1990’larda Doğu Almanya hastane manzarasının yeniden yapılandırılmasını bir ölçüt olarak alırsanız, sekiz ila on yıllık bir süre boyunca 75 milyar avro gerçekçi bir varsayımdır. Hükümet komisyonu üyeleri 100 milyar avroluk yatırımdan bahsediyor. Kesin olan bir şey var: Dönüşüm için ek para yoksa hiçbir şey olmayacak. Böylesine büyük bir yenileme, cari gelirle bile finanse edilemez.
Lauterbach’ın klinik kalitesinde trafik ışığı fikri hakkında ne düşünüyorsunuz?
Reklamdan sonra devamını okuyun
Reklamdan sonra devamını okuyun
Biz bu tür trafik ışığı sistemlerine hiç inanmıyoruz. Kalite ölçümü ile uğraşan uzmanlara sorduğunuzda dehşet içinde ellerini havaya kaldırıyorlar.
Bana öyle geliyor ki klinikler şeffaflıktan korkuyor.
Hayır, hastaneler zaten kalite raporları konusunda sağlık sektöründeki diğer tüm alanlardan daha şeffaftır. Bireysel tıbbi uygulamaların kalitesi için internette arama yapın.
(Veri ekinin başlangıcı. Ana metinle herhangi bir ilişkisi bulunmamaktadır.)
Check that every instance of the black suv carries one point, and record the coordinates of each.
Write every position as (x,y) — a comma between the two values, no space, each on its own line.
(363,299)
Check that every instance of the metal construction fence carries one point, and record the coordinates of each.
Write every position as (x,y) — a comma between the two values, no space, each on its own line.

Ama Lauterbach sanki bir hastanenin iyi mi kötü mü olduğunu birkaç değerden anlayabilirmişsiniz gibi davranıyor. Bu vitrin süsü. Olası parametrelerin sayısı o kadar fazladır ki, basit bir trafik ışığı sistemine sığdırılamaz. Bu arada, bakıma erişim de uluslararası olarak ölçülen bir kalite kriteridir. Ve bence Lauterbach’ın, Almanya’da çok fazla ameliyat yapıldığı iddia edildiğinden insanların kalça veya diz ameliyatı olmadan idare etmesi için artık uzun bekleme sürelerine bel bağlaması çok şüpheli. Bu bir sağlık bakanına yakışmayan bir açıklama. Böyle bir şey iddia ediyorsa, hangi hastaların ameliyat edilmemesi gerektiğini somut olarak ispat etmesi gerekir.